[SOLVED] Matching a list of names to files when the names are reversed

Matching a list of names to files when the names are reversed

I have a .csv with a column called 'Name' listing individuals in Firstname MI. Lastname format:

Stephen A. Johnson.

And I have a folder full of files made by these individuals in lastnamefirstname format:

johnsonstephen_78938

Using the list of names I need to find the files that match and save those files to a separate folder.

What is the best way to do this?

Solution

Model

Let's prepare some space to model:

# necessary part
import pandas as pd
from pathlib import Path
from shutil import copy     # consider copy2 as alternative if metadata should be copied as well

# for demonstration purpose
from tempfile import TemporaryDirectory 
from os import listdir
from io import StringIO

data = '''
Stephen A. Johnson
Stephen B. Johnson
Albert J. Reiß
'''
csv_source = StringIO(data)

source = TemporaryDirectory(); src = Path(source.name)
destin = TemporaryDirectory(); dst = Path(destin.name)

filenames = [
    'johnsonstephen_30',
    'johnsonstephen_40',
    'reissalbert_50',     # should be copied with `casefold` and ignored with `lower`
    'gibberish_10',       # should be ignored
]

for file in filenames:
    (src/file).touch()

Now the main part. There's at least one pitfall: casefold versus lower when applied to the original names. This may influence on the file names selected and should be consciously resolved on your side. I use casefold and the name "Reiß" to demonstrate how it might appear.
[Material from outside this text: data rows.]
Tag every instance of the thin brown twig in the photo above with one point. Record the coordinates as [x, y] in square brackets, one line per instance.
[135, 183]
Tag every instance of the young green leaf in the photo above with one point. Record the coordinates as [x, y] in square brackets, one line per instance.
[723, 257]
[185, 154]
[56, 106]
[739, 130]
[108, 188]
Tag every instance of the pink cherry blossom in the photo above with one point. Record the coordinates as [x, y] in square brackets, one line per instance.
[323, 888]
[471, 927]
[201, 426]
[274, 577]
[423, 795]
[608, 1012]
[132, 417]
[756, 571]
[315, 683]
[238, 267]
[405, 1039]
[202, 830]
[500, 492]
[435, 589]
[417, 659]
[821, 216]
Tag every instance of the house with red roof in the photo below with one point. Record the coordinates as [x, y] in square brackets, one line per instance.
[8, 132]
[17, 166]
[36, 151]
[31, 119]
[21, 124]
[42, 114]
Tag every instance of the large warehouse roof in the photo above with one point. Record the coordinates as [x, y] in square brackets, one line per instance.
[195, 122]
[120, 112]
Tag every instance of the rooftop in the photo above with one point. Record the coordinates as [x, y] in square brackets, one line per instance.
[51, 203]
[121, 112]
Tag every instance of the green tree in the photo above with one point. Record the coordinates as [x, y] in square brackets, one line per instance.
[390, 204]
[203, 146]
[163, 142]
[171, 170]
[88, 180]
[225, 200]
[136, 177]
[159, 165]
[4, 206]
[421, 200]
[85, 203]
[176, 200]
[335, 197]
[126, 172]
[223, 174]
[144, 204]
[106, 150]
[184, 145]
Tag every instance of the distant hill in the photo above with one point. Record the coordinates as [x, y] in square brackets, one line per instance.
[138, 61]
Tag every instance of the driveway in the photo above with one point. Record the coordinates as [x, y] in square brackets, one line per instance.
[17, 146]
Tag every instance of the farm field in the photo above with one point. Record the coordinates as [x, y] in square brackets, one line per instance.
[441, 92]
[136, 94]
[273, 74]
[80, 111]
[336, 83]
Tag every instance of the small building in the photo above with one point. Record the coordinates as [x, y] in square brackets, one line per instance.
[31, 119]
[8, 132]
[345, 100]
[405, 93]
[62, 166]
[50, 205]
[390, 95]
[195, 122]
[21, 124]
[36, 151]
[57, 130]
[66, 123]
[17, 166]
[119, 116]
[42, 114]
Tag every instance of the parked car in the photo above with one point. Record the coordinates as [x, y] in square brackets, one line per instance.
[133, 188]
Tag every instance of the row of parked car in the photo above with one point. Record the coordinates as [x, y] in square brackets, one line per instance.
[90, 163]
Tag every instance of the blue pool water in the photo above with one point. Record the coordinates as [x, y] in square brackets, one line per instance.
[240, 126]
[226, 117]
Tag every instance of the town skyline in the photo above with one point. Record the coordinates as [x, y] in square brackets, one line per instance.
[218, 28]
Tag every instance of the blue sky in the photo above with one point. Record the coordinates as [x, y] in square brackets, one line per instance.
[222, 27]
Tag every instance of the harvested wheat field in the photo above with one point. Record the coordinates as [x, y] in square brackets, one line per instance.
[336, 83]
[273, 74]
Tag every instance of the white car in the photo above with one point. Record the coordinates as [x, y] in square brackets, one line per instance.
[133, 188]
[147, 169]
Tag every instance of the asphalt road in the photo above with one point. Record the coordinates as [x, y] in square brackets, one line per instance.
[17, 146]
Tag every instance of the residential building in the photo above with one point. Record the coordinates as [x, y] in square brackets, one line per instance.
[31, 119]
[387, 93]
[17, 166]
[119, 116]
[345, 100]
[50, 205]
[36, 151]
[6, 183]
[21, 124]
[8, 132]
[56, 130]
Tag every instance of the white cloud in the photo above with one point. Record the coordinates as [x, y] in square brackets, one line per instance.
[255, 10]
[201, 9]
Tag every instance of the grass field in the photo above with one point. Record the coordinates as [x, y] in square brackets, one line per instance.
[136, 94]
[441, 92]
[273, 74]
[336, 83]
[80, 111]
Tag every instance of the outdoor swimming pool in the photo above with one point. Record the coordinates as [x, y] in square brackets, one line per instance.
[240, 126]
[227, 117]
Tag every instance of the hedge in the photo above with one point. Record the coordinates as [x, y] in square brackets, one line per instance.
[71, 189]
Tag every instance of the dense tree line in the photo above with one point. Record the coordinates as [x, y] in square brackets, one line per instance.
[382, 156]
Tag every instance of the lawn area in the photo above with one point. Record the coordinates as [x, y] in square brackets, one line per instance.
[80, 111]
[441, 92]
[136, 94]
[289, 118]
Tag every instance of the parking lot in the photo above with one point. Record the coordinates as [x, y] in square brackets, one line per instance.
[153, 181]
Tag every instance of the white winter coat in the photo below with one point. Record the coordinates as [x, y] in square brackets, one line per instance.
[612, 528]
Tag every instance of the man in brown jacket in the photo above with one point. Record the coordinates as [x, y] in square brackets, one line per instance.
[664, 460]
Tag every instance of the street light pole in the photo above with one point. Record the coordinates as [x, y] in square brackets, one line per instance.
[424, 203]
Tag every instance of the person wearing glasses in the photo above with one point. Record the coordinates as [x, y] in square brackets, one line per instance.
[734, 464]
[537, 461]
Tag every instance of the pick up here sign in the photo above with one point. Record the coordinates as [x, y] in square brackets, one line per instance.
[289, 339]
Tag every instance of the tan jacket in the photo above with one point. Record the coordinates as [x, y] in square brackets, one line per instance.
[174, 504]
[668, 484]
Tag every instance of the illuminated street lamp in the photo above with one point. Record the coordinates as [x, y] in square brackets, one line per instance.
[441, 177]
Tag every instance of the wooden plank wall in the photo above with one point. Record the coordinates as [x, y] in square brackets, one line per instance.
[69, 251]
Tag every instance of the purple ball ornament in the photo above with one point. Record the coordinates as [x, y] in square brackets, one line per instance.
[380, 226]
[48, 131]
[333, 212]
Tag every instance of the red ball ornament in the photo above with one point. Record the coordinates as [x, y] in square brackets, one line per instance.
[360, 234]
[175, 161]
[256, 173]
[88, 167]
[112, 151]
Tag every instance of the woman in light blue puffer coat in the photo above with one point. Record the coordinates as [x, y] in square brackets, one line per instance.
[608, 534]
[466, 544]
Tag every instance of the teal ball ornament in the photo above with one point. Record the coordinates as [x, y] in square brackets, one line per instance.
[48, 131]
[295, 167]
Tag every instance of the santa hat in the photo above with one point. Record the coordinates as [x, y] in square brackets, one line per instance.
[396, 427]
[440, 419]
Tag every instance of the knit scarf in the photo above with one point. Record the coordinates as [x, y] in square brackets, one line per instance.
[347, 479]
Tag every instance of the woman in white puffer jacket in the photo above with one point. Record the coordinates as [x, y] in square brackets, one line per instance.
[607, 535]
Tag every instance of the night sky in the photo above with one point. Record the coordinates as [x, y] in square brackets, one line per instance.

# read the sequence of names
person = pd.read_csv(csv_source, header=None).squeeze()

# preparing name stems
ersatz = (
    person
    .str.casefold()     # not identical to `lower`, select one according to naming policy
    .str.split()
    .str[::-2]          # it won't work if the middle name doesn't exist.
    .str.join('')
    .unique()
)

# copying files of interest
for name in ersatz:
    for file in src.rglob(f'{name}_*'):
        copy(file, dst)

Check the result and clean up the space:

print(f'Source:      {listdir(src)}')
print(f'Destination: {listdir(dst)}')

source.cleanup()
destin.cleanup()

Expected output:

Source:      ['gibberish_1234', 'johnsonstephen_40', 'johnsonstephen_30', 'reissalbert_50']
Destination: ['johnsonstephen_40', 'johnsonstephen_30', 'reissalbert_50']

P.S. Alternatively, when loading a csv file, we can interpret whitespace characters as a delimiter:

# read the sequence of names
person = pd.read_csv(
    csv_source, 
    header=None, 
    delim_whitespace=True, 
    usecols=[0,2],
    names=['firstname','lastname'],
)
ersatz = person['lastname'].str.casefold() + person['firstname'].str.casefold()

Real life

from pandas import read_csv
from pathlib import Path
from shutil import copy     

# declare csv-file and source/destination folders
source = 'path/to/folder/with/files'
destination = 'folder/to/copy/files/into'
csv_source = 'path/to/comma_separated_data_with_column_Name.csv'

# main script
src = Path(source)
dst = Path(destination)

person = read_csv(csv_source)['Name'].squeeze()
ersatz = (
    person
    .str.casefold()
    .str.split()
    .pipe(lambda seq: seq.str[-1] + seq.str[0])    # rely only on first and last name
    .unique()
)

for name in ersatz:
    for file in src.rglob(f'{name}_*'):
        copy(file, dst)